X = df1.drop(['OUTCOME'], axis = 1)#.values
Y = df1["OUTCOME"] #.values

# 🔹 Calcola la Mutual Information
mi_scores = mutual_info_classif(X, Y)

# 🔹 Crea un DataFrame con i risultati
mi_results = pd.DataFrame({"Feature": X.columns, "MI_Score": mi_scores})

# 🔹 Filtra solo le feature con MI > 0 (cioè, che portano informazione)
threshold = 0.49
selected_features = mi_results[mi_results["MI_Score"] > threshold]

# 🔹 Ordina in base all'importanza
selected_features = selected_features.sort_values(by="MI_Score", ascending=False)

# 🔹 Stampa le feature selezionate
print("Feature più informative rispetto alle anomalie:")
print(selected_features)

# 🔹 Se vuoi solo i nomi delle feature per usarle in MATLAB
important_feature_names = selected_features["Feature"].tolist()
print("\nFeature selezionate:", important_feature_names)

# tsne_plot(X, Y, "original.png")

Feature più informative rispetto alle anomalie:
          Feature  MI_Score
84  2A_AIT_004_PV  0.551780
6     1_LT_001_PV  0.494932

Feature selezionate: ['2A_AIT_004_PV', '1_LT_001_PV']


In [None]:
# Supponiamo che `df` sia il tuo DataFrame originale
selected_features = ['2A_AIT_004_PV', '1_LT_001_PV']

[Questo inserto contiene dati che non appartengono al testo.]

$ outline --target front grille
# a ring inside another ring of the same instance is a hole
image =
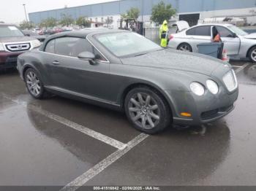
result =
[[[31,47],[30,43],[6,44],[5,47],[10,52],[26,51],[29,50]]]
[[[222,80],[230,92],[233,91],[238,87],[236,76],[233,70],[228,71],[223,77]]]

# Creiamo un nuovo DataFrame con solo queste feature + il target
df_selected = df[selected_features + ["OUTCOME"]]

# Salviamo il file CSV
df_selected.to_csv("./data_1/relevant_features_WADI.csv", index=False)

In [None]:
# 🔹 Carica il dataset WADI
df = pd.read_csv("./data_1/relevant_features_WADI.csv")

# 🔹 Separa feature e target
X = df.drop(columns=["OUTCOME"])
y = df["OUTCOME"]

# 🔹 Filtra solo dati normali e anomalie
df_normal = df[df["OUTCOME"] == 0]
df_anomaly = df[df["OUTCOME"] == 1]

# 🔹 Definisci le dimensioni dei dataset
num_train = 9000  # Training set (solo normali)
num_val = 9000  # Validation set (solo normali)
num_test_normal = 3325  # Normali nel test set (95%)
num_test_anomaly = int(num_test_normal * 0.05 / 0.95)  # Anomalie nel test set (5%)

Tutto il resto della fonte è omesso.